Play: https://nareshvrao.github.io/2048/
Abstract 2048 is a very popular online game. It is very easy but hard to achieve its goal. Therefore we decided to develop an AI agent to solve the game. We explored two strategies in our project, one is ExpectiMax and the other is Deep Reinforcement Learning. In ExpectiMax strategy, we tried 4 different heuristic function and combined them to improve the performance of this method. In deep reinforcement learning, we used sum of grid as reward and trained two hidden layers neural network. We achieved 98% in 2048 with setting depth limit to 3 in ExpectiMax method. But we didn’t achieve a good result in deep reinforcement learning method, the max tile we achieved is 512.
Introduction
Game 2048 is a popular single-player online game developed by Italian programmerGabriele Cirulli. 2048 is an online addictive single-player video game invaded the Internet in 2014. One of reasons for the popularity of this game is that it is so easy but hard to win. It is not easy for a human to get the final tile 2048 to win the game. However, we could build an Artificial Intelligence game solver to help us get the highest score that human could not achieve. In terms of the problem topic for 2048, we could view it from two aspects. Some people believe it is a search problem and implement algorithms, such as expectimax, minimax [1][2]. On the other hand, some view it as a learning problem and build a game solver with reinforcement learning method, such as temporal difference learning, Q-learning[3][4]. In particular, the method used expectimax in [1] is to treat the game as adversarial. The opponent is the computer and it will place the new tile on the board randomly. AI will choose the maximum of the expected scores of the next states. However, we need to choose weight matrix for evaluation function wisely, since it is very important for the next decision. According to the result for [2], which uses the number of open tiles and heavy weight on the edge as heurists, it achieved highest tile of 32768 for 36% of trials under limited search 1 depth of 8. But it need to think 150ms each move, which means the runtime for this method is very large if we want to get high performance. In[1], the author compares Monte-Carlo tree-search and expectimax depth-limited search. Since Monte-Carlo search do not have any domain knowledge, it performs worse than expectimax search, which is given evaluation function that rewards board properties.

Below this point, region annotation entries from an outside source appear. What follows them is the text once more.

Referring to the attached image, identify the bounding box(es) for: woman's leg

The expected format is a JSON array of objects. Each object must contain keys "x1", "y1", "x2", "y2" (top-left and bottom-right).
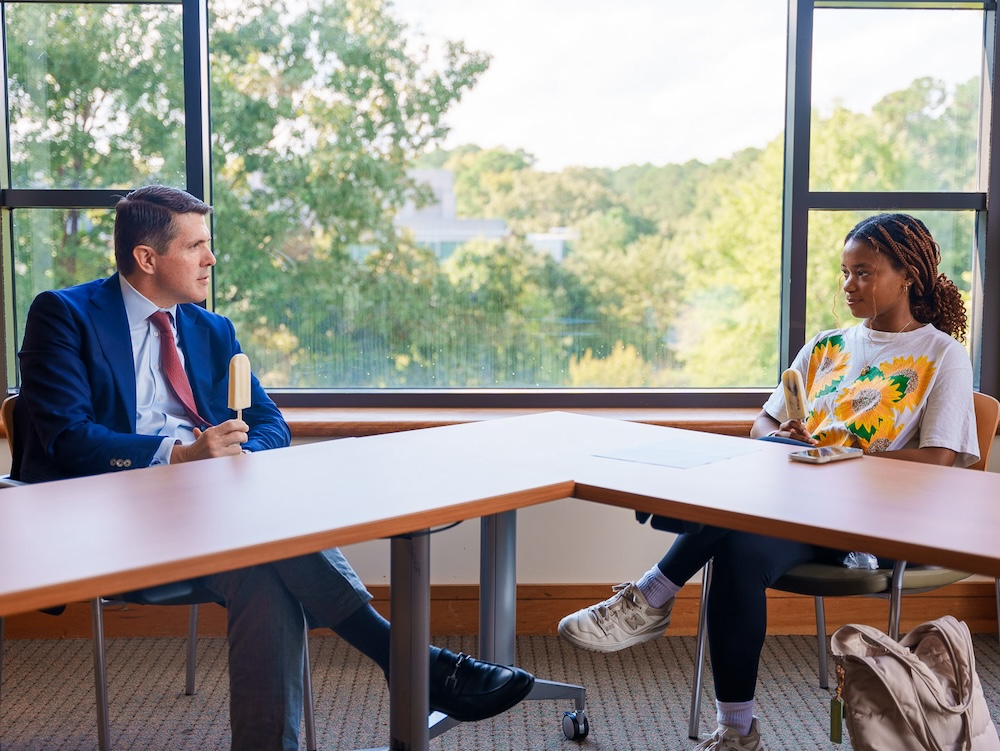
[{"x1": 708, "y1": 532, "x2": 817, "y2": 716}]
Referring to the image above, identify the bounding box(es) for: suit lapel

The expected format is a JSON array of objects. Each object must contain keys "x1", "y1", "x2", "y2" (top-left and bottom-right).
[
  {"x1": 177, "y1": 305, "x2": 215, "y2": 420},
  {"x1": 90, "y1": 274, "x2": 135, "y2": 432}
]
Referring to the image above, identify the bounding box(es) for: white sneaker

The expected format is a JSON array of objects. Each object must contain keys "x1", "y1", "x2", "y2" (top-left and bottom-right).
[
  {"x1": 692, "y1": 717, "x2": 767, "y2": 751},
  {"x1": 559, "y1": 582, "x2": 674, "y2": 652}
]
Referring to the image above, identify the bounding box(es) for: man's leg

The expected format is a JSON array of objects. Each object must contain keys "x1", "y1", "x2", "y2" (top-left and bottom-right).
[
  {"x1": 271, "y1": 548, "x2": 535, "y2": 720},
  {"x1": 204, "y1": 565, "x2": 305, "y2": 751}
]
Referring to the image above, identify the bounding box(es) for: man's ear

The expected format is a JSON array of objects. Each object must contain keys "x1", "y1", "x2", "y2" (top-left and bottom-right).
[{"x1": 132, "y1": 245, "x2": 157, "y2": 275}]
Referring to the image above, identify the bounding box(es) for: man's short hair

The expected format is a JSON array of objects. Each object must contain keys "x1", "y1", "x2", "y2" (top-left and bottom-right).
[{"x1": 115, "y1": 185, "x2": 212, "y2": 276}]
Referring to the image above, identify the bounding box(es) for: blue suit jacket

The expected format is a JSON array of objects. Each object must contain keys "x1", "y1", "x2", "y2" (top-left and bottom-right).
[{"x1": 12, "y1": 274, "x2": 291, "y2": 482}]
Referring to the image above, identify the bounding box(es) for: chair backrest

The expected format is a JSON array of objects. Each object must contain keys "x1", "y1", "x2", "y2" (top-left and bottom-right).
[
  {"x1": 968, "y1": 391, "x2": 1000, "y2": 469},
  {"x1": 0, "y1": 394, "x2": 17, "y2": 457}
]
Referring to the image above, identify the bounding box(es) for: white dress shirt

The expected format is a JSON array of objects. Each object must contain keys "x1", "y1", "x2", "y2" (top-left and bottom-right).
[{"x1": 118, "y1": 274, "x2": 194, "y2": 466}]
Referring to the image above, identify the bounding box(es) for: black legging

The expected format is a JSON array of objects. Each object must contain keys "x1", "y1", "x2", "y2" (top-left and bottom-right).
[{"x1": 657, "y1": 527, "x2": 830, "y2": 702}]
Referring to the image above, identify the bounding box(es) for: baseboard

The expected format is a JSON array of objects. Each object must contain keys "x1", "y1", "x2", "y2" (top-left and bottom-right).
[{"x1": 6, "y1": 580, "x2": 997, "y2": 639}]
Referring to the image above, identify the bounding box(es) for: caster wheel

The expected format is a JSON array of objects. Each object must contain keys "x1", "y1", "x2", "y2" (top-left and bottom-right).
[{"x1": 563, "y1": 711, "x2": 590, "y2": 741}]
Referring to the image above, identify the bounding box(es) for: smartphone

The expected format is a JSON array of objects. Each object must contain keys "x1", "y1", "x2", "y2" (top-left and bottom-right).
[{"x1": 788, "y1": 446, "x2": 865, "y2": 464}]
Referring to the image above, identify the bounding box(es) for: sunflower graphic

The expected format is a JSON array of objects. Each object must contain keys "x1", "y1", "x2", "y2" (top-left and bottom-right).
[
  {"x1": 834, "y1": 370, "x2": 906, "y2": 443},
  {"x1": 879, "y1": 355, "x2": 935, "y2": 412},
  {"x1": 865, "y1": 422, "x2": 906, "y2": 454},
  {"x1": 806, "y1": 334, "x2": 851, "y2": 399}
]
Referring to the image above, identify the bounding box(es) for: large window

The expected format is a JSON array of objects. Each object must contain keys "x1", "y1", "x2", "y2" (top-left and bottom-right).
[{"x1": 2, "y1": 0, "x2": 1000, "y2": 405}]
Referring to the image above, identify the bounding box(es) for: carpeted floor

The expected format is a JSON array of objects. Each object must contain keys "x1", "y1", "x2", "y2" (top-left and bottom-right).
[{"x1": 0, "y1": 634, "x2": 1000, "y2": 751}]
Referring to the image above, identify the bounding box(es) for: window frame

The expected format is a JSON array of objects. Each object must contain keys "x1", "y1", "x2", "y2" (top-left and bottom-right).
[{"x1": 0, "y1": 0, "x2": 1000, "y2": 408}]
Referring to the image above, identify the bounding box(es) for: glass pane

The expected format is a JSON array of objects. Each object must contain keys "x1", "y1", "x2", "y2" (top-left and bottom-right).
[
  {"x1": 806, "y1": 211, "x2": 976, "y2": 346},
  {"x1": 210, "y1": 0, "x2": 787, "y2": 389},
  {"x1": 6, "y1": 3, "x2": 185, "y2": 189},
  {"x1": 810, "y1": 8, "x2": 983, "y2": 191},
  {"x1": 13, "y1": 209, "x2": 115, "y2": 352}
]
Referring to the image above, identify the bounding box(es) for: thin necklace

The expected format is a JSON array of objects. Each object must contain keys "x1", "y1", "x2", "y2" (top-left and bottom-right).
[{"x1": 861, "y1": 316, "x2": 913, "y2": 378}]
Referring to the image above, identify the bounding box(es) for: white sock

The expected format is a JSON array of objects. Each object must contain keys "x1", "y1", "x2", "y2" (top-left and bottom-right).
[
  {"x1": 636, "y1": 566, "x2": 681, "y2": 608},
  {"x1": 715, "y1": 699, "x2": 753, "y2": 735}
]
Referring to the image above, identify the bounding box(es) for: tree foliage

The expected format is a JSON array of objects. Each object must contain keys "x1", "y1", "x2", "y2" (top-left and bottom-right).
[{"x1": 7, "y1": 0, "x2": 979, "y2": 388}]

2 Approaches In the first part of projecrt, we implemented ExpectiMax search methods and improved them with human heuristics. Since the search tree would expand exponentially, we tried to use the depth-limited search to max performance in a limited computation resource. At last, we attempted to use deep reinforcement learning with simple neural network. The neural network was used to learn Q value for each state. However, training model is computationally expensive for my laptop and the limited time, my performance is not very well. Although it is better than human player, but not better than search trees.